"...[T]his book is passionate and temperate, thoughtful and bold. It is also beautifully written and a pleasure to read." Esther Reed, Reviews in Religion and Theology
"All of us were born; all of us will die; all of us are sexual. Beverley Clack's new book takes an intelligent and thought-provoking look at these basic human realities, showing how spiritual meaning and physical reality conjoin. It is a wide-ranging and carefully argued book that makes unexpected and imaginative connections. It is also a book of compassionate humanity." Grace M. Jantzen, University of Manchester
"Western accounts of the best human life have usually pictured masculine reason and will as battling to transcend and escape from nature, sex and death, and have been marked by a weirdly negative attitude especially for the female reproductive apparatus. Beverley Clack rejects that whole tradition and instead sees the good life as growing out of an acceptance of the body, transience, sex and death. She boldly tackles, not just Augustine and Freud, but also Sade, head-on. This is a vigorous and enjoyable study, and (of course) she's right." Don Cupitt, Emmanuel College, Cambridge
"This is an engaging and thoughtful piece of work, convincing in its own terms"Elizabeth Stuart, Theology
"...it [the book] leads readers to engage philosophically with arguments that have the potential to change their fundamental attitudes" Stan van Hooft, Philosophy in Review
From the Back Cover
For centuries people have debated the nature of the human self. Running beneath these various arguments lie three certainties – we are born, reproduce sexually, and die. The models of spirituality which dominate the Western tradition have claimed that it is possible to transcend these aspects of human physicality by ascribing to human beings alternative traits, such as consciousness, mind and reason. By locating the essence of human life outside its basic physical features, mortality itself has come to be viewed as a problem, for it appears to render human life both meaningless and absurd. Complex connections have then been made between the key features of life: sex is linked with death, and birth becomes the event that introduces the child to the world of decay – and ultimately to death itself.

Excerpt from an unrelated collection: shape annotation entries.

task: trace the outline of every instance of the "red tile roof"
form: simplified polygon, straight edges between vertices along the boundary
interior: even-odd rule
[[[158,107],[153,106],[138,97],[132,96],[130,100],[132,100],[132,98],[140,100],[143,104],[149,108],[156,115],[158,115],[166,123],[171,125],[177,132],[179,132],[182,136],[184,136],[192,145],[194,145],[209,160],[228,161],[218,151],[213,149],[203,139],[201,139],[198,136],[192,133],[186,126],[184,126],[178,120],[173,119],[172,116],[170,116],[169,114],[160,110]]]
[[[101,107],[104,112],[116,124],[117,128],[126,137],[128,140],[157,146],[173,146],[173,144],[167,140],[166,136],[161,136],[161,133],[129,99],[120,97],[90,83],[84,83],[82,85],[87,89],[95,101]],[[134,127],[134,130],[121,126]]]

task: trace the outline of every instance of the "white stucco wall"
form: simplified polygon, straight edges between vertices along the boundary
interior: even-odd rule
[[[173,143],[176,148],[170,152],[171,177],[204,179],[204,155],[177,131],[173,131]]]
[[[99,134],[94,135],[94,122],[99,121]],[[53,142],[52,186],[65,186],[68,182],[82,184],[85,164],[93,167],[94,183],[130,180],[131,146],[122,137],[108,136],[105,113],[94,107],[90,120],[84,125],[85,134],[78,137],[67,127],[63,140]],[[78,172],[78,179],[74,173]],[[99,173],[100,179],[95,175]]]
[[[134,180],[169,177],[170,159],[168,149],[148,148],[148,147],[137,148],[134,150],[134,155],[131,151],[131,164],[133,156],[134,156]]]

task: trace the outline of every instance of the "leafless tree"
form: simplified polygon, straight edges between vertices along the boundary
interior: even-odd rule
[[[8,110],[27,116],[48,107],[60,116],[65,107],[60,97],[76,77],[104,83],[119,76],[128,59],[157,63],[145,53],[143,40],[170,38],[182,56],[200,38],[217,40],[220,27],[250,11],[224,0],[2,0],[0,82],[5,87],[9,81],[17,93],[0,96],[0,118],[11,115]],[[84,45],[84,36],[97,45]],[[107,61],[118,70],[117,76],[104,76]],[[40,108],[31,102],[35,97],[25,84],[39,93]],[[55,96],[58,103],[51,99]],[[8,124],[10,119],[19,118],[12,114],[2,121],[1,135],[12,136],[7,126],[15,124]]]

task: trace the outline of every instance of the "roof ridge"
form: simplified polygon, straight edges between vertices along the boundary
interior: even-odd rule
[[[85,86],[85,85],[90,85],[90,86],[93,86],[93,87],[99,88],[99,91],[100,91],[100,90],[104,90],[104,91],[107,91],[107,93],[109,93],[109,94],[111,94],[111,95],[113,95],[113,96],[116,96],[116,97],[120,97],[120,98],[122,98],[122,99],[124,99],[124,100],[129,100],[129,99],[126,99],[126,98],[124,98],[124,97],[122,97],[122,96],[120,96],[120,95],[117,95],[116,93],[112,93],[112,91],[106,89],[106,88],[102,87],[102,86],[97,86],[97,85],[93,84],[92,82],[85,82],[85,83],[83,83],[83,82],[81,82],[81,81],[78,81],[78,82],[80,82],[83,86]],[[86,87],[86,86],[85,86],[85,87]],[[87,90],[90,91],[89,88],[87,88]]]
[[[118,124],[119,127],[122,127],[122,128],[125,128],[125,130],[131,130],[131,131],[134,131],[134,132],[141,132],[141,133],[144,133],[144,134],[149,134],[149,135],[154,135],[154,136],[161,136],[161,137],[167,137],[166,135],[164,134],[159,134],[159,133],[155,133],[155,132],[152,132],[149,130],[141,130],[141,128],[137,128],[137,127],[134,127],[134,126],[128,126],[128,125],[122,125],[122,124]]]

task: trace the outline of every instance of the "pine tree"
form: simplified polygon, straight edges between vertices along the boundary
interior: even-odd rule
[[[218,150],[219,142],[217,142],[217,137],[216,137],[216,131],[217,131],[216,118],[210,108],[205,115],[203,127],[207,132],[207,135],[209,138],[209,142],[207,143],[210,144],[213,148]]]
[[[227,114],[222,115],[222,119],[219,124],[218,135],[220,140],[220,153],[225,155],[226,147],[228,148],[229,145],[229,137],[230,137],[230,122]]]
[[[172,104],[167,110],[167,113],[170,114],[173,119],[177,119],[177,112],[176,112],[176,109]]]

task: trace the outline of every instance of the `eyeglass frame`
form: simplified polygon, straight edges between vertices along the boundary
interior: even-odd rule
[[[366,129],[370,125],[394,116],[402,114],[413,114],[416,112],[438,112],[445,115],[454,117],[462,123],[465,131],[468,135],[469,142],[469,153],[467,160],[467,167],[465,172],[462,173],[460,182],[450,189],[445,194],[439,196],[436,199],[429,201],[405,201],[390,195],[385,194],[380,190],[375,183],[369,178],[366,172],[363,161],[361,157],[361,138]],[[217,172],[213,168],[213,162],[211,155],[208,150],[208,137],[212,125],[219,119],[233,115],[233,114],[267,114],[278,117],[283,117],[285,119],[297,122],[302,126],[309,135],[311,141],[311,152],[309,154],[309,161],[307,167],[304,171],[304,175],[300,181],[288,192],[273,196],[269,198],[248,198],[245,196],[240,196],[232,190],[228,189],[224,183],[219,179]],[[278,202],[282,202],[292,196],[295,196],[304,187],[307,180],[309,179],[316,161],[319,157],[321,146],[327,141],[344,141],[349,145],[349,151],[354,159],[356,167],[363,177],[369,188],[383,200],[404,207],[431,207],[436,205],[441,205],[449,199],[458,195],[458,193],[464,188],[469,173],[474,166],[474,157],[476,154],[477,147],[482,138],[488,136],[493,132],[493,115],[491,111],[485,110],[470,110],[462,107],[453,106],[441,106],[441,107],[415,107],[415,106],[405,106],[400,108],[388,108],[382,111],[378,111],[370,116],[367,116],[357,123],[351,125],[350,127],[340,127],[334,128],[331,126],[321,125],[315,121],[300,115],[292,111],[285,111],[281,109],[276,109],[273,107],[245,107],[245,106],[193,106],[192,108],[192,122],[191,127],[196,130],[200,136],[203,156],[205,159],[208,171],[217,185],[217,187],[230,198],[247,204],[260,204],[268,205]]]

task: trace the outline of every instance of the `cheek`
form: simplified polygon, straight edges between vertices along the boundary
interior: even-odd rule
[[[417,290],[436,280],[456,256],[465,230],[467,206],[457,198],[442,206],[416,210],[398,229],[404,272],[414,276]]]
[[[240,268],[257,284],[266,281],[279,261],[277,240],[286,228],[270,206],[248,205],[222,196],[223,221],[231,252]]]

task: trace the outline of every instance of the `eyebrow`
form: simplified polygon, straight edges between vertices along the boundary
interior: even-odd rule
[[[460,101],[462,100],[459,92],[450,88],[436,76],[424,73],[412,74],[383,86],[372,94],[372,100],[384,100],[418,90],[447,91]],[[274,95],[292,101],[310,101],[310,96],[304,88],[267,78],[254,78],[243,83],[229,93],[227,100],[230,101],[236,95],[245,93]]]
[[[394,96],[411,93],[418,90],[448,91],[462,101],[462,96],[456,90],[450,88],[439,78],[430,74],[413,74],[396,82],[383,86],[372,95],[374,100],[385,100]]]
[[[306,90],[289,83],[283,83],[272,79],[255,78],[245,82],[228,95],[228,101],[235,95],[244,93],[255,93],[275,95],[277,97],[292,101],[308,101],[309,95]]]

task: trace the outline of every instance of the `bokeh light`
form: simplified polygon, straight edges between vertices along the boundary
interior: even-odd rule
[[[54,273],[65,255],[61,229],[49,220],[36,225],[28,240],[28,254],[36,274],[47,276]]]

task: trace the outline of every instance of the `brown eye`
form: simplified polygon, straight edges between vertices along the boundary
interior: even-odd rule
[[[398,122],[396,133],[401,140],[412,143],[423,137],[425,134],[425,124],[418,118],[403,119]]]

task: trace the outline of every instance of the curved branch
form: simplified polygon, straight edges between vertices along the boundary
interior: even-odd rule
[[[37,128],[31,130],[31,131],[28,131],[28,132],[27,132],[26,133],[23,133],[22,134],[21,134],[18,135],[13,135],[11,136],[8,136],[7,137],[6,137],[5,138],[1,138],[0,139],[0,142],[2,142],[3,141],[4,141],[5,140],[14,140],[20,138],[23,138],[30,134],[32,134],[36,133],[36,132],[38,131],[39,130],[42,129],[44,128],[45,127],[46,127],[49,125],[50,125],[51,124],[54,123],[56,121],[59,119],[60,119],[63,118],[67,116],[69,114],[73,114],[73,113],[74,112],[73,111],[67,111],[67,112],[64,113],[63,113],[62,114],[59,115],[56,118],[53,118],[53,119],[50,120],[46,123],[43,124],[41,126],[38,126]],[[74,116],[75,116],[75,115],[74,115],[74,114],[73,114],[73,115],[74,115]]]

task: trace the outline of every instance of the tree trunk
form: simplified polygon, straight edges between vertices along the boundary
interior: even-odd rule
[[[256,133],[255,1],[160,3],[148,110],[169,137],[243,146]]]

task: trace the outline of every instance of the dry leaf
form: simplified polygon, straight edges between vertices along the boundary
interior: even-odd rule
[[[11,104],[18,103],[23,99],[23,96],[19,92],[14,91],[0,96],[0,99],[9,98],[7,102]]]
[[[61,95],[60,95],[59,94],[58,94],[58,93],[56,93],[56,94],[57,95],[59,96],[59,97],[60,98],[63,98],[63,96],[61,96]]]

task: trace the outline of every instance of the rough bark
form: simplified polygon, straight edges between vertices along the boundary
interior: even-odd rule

This fascinating book exposes the way in which the preoccupation with transcendence in both religious and secular thinking has distorted our sense of what it is to be human. At the same time, Sex and Death offers an alternative approach to the debate, based on an acceptance of mortality that emphasizes the depth and profundity possible in human life. It is an argument which will be essential reading for students of philosophy or religion, as well as the general reader interested in these debates.